In the near future I will be looking to buy a laptop in UK and am looking for advice. We will be using MS Office and surfing the net etc. Won't be gaming. What should I look for and what don't we need? Hope you're able to help as choice is wide and options baffling.
Thanks
The greatest trick the Devil ever pulled was convincing the world he didn't exist.
You really need to talk to an impartial person knowledgable in the current market as you would have to give a lot more information before even starting to make a shortlist. Start thinking battery life, connectivity, screen size, weight and a whole lot more. I fear you will get a lot of well intentioned conflicting advice here.
Buy something in the £500 price range; HP, Dell or Samsung. Get someone who knows a little bit to take the "bloatware" off. These are the programmes that come pre-installed and just take u room whilst adding nothing.

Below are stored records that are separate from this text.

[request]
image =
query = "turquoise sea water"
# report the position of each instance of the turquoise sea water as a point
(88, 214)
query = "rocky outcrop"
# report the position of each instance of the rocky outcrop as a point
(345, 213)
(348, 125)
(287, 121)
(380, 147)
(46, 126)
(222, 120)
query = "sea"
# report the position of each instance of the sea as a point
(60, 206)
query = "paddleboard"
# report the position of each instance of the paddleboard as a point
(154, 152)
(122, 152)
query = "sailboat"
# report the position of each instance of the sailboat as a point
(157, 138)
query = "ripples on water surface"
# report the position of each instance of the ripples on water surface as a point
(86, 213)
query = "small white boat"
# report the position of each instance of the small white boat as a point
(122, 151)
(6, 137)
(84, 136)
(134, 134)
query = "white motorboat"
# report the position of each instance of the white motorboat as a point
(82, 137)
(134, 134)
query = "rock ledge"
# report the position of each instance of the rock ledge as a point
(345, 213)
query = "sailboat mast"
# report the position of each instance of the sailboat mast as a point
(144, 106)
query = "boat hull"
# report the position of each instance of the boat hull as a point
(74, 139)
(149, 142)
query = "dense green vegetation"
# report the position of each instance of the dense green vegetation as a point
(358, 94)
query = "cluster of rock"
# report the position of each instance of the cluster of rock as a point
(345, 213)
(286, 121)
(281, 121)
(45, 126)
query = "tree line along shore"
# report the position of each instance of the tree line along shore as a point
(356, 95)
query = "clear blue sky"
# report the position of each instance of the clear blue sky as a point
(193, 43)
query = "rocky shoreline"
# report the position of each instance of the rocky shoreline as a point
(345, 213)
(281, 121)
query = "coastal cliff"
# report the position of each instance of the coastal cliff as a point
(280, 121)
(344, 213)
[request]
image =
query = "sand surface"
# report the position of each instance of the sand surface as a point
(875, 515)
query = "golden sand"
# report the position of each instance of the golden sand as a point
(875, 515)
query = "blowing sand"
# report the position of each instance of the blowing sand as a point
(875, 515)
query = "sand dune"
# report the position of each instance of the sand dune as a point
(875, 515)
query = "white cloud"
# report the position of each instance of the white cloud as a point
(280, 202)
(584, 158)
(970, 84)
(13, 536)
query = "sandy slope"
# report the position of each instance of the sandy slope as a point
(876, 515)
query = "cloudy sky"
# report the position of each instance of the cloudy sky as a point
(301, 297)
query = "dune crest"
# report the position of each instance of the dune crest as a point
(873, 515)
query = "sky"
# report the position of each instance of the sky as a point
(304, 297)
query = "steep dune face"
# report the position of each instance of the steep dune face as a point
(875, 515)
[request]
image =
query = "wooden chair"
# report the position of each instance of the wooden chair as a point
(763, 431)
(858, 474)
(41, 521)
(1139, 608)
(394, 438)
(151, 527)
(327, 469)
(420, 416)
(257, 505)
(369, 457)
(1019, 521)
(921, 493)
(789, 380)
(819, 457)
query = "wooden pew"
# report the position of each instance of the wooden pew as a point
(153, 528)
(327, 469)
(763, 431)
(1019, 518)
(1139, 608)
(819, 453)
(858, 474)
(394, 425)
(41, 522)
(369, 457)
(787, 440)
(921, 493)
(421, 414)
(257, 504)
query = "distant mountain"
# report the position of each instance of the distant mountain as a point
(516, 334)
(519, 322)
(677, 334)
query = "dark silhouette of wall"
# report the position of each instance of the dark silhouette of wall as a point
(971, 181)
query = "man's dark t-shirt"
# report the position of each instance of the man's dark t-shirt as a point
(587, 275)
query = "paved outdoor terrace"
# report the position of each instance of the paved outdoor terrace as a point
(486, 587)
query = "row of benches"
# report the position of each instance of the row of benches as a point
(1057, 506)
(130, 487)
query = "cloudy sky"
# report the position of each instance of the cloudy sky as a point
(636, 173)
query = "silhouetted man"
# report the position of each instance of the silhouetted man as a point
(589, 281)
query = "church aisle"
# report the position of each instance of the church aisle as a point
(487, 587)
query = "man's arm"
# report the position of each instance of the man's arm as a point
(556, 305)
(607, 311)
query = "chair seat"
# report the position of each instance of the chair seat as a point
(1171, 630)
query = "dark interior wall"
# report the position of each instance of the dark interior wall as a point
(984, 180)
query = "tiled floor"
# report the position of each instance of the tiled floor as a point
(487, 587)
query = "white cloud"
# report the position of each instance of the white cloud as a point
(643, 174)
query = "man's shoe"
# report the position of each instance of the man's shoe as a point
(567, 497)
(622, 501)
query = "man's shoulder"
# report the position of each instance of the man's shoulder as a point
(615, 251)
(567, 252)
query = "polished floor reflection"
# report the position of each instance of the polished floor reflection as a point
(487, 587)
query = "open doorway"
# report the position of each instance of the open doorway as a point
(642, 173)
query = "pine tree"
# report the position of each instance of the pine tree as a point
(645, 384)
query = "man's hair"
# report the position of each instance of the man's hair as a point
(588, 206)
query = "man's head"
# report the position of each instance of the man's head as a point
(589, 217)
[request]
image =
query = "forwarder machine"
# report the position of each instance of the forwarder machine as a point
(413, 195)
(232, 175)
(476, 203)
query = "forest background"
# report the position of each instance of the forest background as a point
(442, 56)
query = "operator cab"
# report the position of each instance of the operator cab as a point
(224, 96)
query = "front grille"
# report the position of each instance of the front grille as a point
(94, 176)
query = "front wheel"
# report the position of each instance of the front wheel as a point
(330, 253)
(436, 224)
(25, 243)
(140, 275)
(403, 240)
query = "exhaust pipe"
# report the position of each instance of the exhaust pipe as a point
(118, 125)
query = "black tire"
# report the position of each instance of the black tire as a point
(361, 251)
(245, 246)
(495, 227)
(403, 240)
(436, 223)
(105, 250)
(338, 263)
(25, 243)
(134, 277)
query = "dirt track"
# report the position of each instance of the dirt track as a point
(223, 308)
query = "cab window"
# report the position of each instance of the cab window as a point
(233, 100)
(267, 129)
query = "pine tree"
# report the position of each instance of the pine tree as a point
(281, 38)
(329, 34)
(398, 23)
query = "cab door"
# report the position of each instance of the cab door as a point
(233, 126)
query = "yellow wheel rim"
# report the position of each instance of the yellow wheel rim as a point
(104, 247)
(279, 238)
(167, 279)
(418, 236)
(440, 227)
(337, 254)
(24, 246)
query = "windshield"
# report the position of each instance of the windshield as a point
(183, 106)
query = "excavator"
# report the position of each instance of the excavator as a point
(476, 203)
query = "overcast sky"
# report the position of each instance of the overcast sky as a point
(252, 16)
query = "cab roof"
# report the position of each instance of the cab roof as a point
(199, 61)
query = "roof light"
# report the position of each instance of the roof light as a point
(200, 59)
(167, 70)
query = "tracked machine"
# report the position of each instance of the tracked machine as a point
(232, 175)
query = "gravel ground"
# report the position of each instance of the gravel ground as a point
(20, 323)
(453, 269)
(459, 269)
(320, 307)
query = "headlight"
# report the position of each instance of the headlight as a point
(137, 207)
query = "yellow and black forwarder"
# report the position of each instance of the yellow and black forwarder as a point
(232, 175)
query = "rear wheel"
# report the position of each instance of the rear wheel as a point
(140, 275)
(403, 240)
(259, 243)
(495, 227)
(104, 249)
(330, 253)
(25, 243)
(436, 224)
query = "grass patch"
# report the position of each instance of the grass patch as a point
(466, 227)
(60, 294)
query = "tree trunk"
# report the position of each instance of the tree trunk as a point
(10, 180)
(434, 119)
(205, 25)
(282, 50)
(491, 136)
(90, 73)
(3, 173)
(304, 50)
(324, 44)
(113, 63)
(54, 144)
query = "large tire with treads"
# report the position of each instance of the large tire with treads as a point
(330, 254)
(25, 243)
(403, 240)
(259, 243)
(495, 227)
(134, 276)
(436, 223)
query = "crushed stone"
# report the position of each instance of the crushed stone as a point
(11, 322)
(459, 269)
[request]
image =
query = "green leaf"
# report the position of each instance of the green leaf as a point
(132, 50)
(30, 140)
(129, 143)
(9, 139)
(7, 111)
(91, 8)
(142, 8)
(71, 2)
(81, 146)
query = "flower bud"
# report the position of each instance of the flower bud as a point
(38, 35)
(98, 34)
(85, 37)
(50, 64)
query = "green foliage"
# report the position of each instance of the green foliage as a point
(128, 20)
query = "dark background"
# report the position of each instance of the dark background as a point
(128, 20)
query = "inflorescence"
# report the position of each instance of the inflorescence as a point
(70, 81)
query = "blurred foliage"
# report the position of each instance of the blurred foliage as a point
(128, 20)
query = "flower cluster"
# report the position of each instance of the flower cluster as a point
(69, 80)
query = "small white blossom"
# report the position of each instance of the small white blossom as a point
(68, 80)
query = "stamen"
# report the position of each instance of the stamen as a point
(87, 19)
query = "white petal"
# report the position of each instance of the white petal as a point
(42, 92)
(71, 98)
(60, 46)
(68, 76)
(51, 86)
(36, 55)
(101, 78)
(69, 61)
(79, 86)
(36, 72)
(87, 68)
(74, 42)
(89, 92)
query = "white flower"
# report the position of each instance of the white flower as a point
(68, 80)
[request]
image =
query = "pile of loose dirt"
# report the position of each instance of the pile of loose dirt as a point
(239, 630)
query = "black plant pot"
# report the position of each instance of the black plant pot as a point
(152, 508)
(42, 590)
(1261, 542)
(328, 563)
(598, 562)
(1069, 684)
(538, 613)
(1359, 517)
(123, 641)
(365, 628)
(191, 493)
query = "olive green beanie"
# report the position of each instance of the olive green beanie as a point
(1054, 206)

If you're not gaming, £500 will buy you something top end for what you need.
As Gregjam warned "I fear you will get a lot of well intentioned conflicting advice here", as you've already had recommendations for HP, Dell, Samsung, Fujitsu and I'll throw in Toshiba.
I'm no expert but when I bought my laptop some 3.1/2 years ago, I bought the best spec/price combination that was around within my budget, at least that way you future proof it as much as possible.
Bloatware is the unwanted programmes a phone or computer come with that you do not need or want. If you are going to be using the laptop for both Thai and English typing it might be worth comparing costs between here and abroad. One question to ask is will you be using the laptop in Thailand as local support and a keyboard with Thai characters already on it might be a useful thing to have.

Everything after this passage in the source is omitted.